J Gen Virol


. 2021 Oct;102(10).
doi: 10.1099/jgv.0.001659.
Replication and transmission of an influenza A(H3N2) virus harboring the polymerase acidic I38T substitution, in guinea pigs


Zeineb Mhamdi ¹ , Julie Carbonneau ¹ , Marie-Christine Venable ¹ , Mariana Baz ¹ , Yacine Abed ¹ , Guy Boivin ¹



Affiliations

• PMID: 34661516
• DOI: 10.1099/jgv.0.001659

Abstract

The polymerase acidic (PA) I38T substitution is a dominant marker of resistance to baloxavir. We evaluated the impact of I38T on the fitness of a contemporary influenza A(H3N2) virus.
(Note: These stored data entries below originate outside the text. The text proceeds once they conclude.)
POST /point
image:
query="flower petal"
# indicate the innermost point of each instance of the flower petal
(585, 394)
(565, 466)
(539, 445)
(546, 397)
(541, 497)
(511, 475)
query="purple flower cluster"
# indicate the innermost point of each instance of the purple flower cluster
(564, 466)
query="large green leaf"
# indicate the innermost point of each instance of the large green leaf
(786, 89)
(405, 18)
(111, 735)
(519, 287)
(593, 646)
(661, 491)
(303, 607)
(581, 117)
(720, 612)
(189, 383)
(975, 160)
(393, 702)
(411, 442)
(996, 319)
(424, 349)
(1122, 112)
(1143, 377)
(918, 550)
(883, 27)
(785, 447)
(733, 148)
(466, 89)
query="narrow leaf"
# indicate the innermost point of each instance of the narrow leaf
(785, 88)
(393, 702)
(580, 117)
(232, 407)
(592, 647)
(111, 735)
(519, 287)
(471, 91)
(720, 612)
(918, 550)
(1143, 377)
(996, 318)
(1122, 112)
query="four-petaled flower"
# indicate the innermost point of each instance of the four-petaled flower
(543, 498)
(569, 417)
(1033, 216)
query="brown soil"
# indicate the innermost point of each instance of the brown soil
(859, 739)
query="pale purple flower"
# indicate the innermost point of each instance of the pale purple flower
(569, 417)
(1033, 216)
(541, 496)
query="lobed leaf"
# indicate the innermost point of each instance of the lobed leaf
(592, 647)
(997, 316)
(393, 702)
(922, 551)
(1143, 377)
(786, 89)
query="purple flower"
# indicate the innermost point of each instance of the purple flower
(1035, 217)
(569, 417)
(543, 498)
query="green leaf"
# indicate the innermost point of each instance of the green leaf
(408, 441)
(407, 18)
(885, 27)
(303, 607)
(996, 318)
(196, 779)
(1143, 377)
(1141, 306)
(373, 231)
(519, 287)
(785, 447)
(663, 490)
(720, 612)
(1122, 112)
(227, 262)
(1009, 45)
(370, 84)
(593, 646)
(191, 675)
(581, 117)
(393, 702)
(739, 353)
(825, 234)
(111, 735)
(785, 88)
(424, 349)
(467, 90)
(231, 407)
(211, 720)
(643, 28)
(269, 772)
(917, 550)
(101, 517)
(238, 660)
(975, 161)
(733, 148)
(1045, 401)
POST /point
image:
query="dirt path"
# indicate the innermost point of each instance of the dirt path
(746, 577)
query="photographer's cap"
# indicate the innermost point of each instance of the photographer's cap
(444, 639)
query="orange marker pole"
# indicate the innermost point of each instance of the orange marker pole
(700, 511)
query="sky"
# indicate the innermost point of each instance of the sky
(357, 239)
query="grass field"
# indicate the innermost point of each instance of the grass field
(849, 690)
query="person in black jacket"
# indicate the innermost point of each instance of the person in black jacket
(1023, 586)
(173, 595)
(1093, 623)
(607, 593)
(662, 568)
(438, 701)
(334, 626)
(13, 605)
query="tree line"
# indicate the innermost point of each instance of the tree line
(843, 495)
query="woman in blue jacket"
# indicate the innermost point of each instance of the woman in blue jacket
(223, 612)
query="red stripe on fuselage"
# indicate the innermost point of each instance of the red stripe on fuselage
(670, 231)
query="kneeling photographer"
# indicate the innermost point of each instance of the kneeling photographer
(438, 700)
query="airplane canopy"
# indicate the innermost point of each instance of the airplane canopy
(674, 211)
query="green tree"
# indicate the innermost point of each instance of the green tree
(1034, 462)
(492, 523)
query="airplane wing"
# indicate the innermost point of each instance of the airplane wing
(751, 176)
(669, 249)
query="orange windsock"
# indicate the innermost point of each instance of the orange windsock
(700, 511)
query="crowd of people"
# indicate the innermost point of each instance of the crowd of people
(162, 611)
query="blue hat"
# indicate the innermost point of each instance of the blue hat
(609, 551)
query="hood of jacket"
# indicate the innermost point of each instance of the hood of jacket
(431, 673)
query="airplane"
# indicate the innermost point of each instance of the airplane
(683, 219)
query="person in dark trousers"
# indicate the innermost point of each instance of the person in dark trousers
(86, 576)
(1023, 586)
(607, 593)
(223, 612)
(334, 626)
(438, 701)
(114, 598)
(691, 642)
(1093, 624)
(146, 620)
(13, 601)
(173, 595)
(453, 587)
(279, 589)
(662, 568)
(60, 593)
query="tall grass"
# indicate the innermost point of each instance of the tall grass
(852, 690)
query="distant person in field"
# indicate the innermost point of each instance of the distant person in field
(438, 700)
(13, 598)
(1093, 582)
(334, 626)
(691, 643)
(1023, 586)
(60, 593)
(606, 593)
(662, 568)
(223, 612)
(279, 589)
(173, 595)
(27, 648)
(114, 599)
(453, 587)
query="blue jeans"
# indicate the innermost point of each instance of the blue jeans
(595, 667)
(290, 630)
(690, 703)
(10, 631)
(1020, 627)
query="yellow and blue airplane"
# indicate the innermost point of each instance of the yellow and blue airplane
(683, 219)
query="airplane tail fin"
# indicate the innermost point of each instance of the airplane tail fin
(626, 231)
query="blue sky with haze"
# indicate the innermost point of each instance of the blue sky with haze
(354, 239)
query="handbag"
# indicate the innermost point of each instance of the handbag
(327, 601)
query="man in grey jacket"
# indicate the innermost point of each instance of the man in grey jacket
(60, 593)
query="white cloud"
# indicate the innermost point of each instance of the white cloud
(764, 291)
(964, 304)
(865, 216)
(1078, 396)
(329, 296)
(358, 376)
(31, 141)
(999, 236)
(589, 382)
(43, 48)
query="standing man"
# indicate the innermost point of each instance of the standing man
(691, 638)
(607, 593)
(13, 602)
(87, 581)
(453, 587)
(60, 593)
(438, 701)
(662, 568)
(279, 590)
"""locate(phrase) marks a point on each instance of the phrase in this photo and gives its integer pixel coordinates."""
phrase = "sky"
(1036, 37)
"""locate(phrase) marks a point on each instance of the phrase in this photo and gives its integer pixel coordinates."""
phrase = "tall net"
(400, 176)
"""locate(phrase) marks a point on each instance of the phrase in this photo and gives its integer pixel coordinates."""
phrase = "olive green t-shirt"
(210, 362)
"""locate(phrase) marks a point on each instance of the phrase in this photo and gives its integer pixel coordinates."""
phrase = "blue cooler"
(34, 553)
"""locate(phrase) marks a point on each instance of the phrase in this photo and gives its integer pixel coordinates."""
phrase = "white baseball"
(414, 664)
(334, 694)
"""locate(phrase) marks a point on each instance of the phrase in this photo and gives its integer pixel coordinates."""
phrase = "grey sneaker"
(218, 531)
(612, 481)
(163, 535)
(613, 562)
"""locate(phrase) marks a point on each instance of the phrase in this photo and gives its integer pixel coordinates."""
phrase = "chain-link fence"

Influenza A/Switzerland/9715293/2013 (H3N2) wild-type (WT) virus and its I38T mutant were rescued by reverse genetics. Replication kinetics were compared using ST6GalI-MDCK and A549 cells and infectivity/contact transmissibility were evaluated in guinea pigs. Nasal wash (NW) viral titres were determined by TCID50 ml^-1 in ST6GalI-MDCK cells. Competition experiments were performed and the evolution of viral population was assessed by droplet digital RT-PCR. I38T did not alter in vitro replication. I38T induced comparable titres vs the WT in guinea pigs NWs and the two viruses transmitted equally by direct contact. However, a 50 %:50 % mixture inoculum evolved to mean WT/I38T ratios of 71 %:29 % and 66.4 %:33.6 % on days 4 and 6 p.i., respectively. Contemporary influenza A(H3N2)-I38T PA variants may conserve a significant level of viral fitness.

Keywords: H3N2; I38T; Influenza; baloxavir; fitness; guinea pigs; marboxil.